Analysts also expect that Zhu’s down-to-Earth nature and his vast work portfolio will help him tackle some of China’s most pressing financial challenges.

Unlike his predecessors with strong academic backgrounds and decades of experience in central banking, Zhu’s first job was at a printing and dyeing factory in Nantong city, which is 100km (62 miles) north of Shanghai, after graduating from the Shanghai University of Finance and Economics with a major in economic information management systems.

He started his finance-related work in 1993 as an accountant at a city-level branch of the Bank of Communications, China’s fifth-largest lender, and went on to become its vice-president in 2014.

Then his political career started to take off. He was named vice-president of the state-owned Bank of China in 2015, and then served for two years as the deputy governor of southwest China’s Sichuan province.

Before joining Citic Group in 2020, he had been a vice-governor with the People’s Bank of China since 2018, overseeing such areas as the business credit system and investor protection.

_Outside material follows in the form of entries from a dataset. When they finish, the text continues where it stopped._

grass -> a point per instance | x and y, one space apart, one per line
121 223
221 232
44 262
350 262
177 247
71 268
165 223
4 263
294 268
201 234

At the central financial work conference earlier this month, President Xi Jinping said that resolving and preventing financial risks were an “ eternal theme” for Beijing’s policymakers.

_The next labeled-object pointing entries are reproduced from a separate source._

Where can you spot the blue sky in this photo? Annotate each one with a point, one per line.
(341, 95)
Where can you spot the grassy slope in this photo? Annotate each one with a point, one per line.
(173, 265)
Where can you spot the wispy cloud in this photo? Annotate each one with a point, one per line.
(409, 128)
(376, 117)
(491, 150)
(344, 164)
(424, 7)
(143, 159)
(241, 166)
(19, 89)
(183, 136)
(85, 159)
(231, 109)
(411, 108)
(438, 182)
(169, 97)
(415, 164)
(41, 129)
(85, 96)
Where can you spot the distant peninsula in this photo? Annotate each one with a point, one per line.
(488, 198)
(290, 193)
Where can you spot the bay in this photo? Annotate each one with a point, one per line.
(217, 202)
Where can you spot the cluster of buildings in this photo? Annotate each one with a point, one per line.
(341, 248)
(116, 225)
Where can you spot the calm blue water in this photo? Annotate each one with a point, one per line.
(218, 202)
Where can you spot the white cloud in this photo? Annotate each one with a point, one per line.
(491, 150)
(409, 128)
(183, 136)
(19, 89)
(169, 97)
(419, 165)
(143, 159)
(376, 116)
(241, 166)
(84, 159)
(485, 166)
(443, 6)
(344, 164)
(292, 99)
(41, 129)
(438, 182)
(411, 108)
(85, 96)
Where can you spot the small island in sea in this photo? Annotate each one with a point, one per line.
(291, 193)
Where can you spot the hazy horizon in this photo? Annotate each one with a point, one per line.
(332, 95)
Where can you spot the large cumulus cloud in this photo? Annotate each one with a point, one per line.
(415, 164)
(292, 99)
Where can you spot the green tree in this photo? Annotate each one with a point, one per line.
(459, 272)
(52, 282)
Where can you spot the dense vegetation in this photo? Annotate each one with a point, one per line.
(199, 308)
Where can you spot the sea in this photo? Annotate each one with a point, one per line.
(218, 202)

Stronger supervision is needed in managing China’s foreign exchange market and its US$3 trillion in reserves while keeping the yuan exchange rate at a reasonable and balanced level, according to an official readout of the conference.

Beijing has reshuffled its financial regulatory regime this year, by spinning off some departments and freeing up the central bank to focus on monetary policy.

“Only a person [like Zhu] – who knows the in-and-outs of the banking sector and the market – can do the job [of fending off risks],” said Natixis’s Garcia-Herrero.